Suhu di dasar laut sekitar habitat ikan karang itu di bawah 20 derajat celcius pada siang hari. Adapun suhu permukaan laut sekitar 25 derajat celcius. Idealnya, suhu air laut lebih tinggi sekitar 5 derajat celcius. Habitat ikan itu berada pada kedalaman 5 meter hingga 15 meter.
"Pada dinihari, suhu air laut diperkirakan turun lebih jauh dibandingkan siang hari. Suhu dingin ini yang membuat ikan lemes. Saat ikan-ikan itu terdampar, di pesisir selatan Pulau Ambon sedang dilanda gelombang tinggi," katanya (Kompas 17/9/2019)
Nugroho Dwi Hananto mengatakan, proses penelitian selanjutnya akan dilakukan di Jakarta. "Sebagaian sampel sedang kami kirim ke Jakarta. (Untuk mengungkapkan) Penyebab utama (matinya ikan), butuh penelitian yang mendasar supaya tidak menimbulkan praduga yang meresahkan masyarakat. (Penelitian) berdasarkan bukti yang akurat," katanya.
Hanung Agus Mulyadi, peneliti Pusat Penelitian Laut Dalam LIPI menambahkan, sampel itu akan diteliti di Pusat Penelitian Oseanografi LIPI di Jakarta. Ia tidak dapat memastikan lamanya waktu penelitian tersebut. Adapun kendala yang dialami di Ambon adalah tidak adanya instrumen untuk uji toksisitas.
"Kematian ikan merupakan fenomena yang penyebabnya bisa jadi sangat kompleks. Bisa jadi kombinasi dari banyak faktor. Kami selaku peneliti mencoba membuat hipotesa yang bisa diuji di Ambon. Namun ada hipotesa yang pendekatan analisanya harus dilakukan di luar Ambon," kata Hanum.

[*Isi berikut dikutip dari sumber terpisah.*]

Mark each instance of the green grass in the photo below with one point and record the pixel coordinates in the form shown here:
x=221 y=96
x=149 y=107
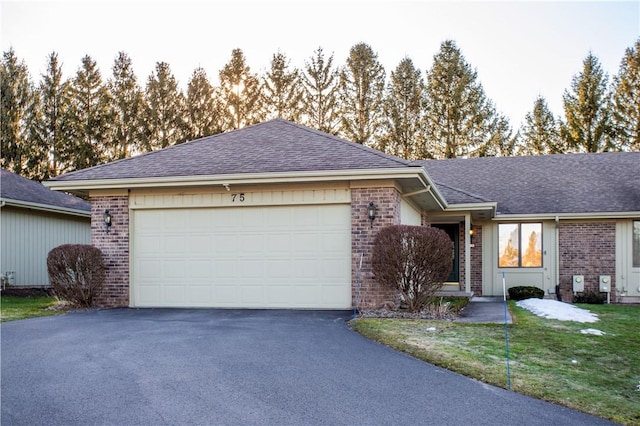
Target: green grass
x=602 y=381
x=15 y=308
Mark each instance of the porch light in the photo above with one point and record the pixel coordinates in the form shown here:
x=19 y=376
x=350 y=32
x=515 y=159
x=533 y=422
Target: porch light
x=107 y=219
x=371 y=212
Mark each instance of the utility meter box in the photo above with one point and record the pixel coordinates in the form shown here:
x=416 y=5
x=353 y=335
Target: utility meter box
x=578 y=283
x=605 y=283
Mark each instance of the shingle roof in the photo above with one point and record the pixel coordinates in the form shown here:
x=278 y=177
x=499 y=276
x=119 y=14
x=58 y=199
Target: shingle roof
x=18 y=188
x=562 y=183
x=270 y=147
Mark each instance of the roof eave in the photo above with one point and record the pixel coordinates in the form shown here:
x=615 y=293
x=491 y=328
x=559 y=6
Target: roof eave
x=567 y=216
x=84 y=186
x=44 y=207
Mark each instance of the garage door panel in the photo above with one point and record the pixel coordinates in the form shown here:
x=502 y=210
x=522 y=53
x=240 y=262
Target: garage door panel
x=253 y=257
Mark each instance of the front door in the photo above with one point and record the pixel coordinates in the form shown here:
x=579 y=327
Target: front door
x=453 y=230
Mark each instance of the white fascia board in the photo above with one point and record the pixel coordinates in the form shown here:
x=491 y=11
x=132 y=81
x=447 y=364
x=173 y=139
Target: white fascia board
x=44 y=207
x=473 y=207
x=567 y=216
x=238 y=179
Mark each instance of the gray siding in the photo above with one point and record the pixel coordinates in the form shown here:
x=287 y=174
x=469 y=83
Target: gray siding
x=27 y=236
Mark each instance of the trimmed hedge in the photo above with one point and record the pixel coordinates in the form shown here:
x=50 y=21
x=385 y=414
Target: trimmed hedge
x=525 y=292
x=590 y=297
x=76 y=273
x=414 y=260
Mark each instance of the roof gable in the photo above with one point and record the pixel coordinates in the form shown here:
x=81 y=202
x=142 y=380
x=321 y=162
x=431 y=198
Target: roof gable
x=270 y=147
x=22 y=190
x=561 y=183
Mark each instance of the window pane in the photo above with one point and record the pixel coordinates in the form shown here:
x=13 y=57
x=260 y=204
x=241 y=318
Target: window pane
x=531 y=245
x=508 y=245
x=636 y=244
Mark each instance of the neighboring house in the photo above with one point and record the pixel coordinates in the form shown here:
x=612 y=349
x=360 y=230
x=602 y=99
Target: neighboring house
x=33 y=220
x=275 y=215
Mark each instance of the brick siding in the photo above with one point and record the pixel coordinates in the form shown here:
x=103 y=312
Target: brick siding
x=370 y=294
x=114 y=246
x=476 y=261
x=587 y=249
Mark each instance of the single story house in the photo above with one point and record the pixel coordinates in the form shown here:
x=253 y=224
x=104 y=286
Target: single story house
x=33 y=220
x=277 y=215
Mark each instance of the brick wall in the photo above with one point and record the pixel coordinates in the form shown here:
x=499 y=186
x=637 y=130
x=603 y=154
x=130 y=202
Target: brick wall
x=587 y=249
x=476 y=261
x=114 y=246
x=371 y=295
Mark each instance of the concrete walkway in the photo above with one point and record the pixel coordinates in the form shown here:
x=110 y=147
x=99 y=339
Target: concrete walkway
x=484 y=310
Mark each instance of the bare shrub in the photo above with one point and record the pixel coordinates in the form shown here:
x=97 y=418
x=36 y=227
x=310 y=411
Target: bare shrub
x=76 y=273
x=415 y=260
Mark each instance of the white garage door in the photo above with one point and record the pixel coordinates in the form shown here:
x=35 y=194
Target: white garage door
x=249 y=257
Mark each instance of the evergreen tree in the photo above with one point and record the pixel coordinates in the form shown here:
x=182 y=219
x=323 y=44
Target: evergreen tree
x=202 y=105
x=626 y=100
x=320 y=99
x=127 y=104
x=539 y=134
x=587 y=126
x=165 y=110
x=362 y=84
x=89 y=117
x=403 y=112
x=282 y=90
x=17 y=97
x=240 y=93
x=457 y=111
x=49 y=153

Kematian ikan secara massal itu masih menimbulkan keresahan masyarakat. Banyak orang di Ambon mengaitkannya dengan gejala gempa dan tsunami.
Kendati pemerintah daerah, peneliti, dan BMKG Stasiun Geofisika sudah memberikan klarifikasi, masyarakat tampaknya belum puas. "Saya masih khawatir karena belum ada hasil penelitian yang jelas. Mobil saya sengaja diparkir menghadap ke bukit. Kalau ada gempa saya langsung lari," kata Lucky Noya (31), warga Ambon.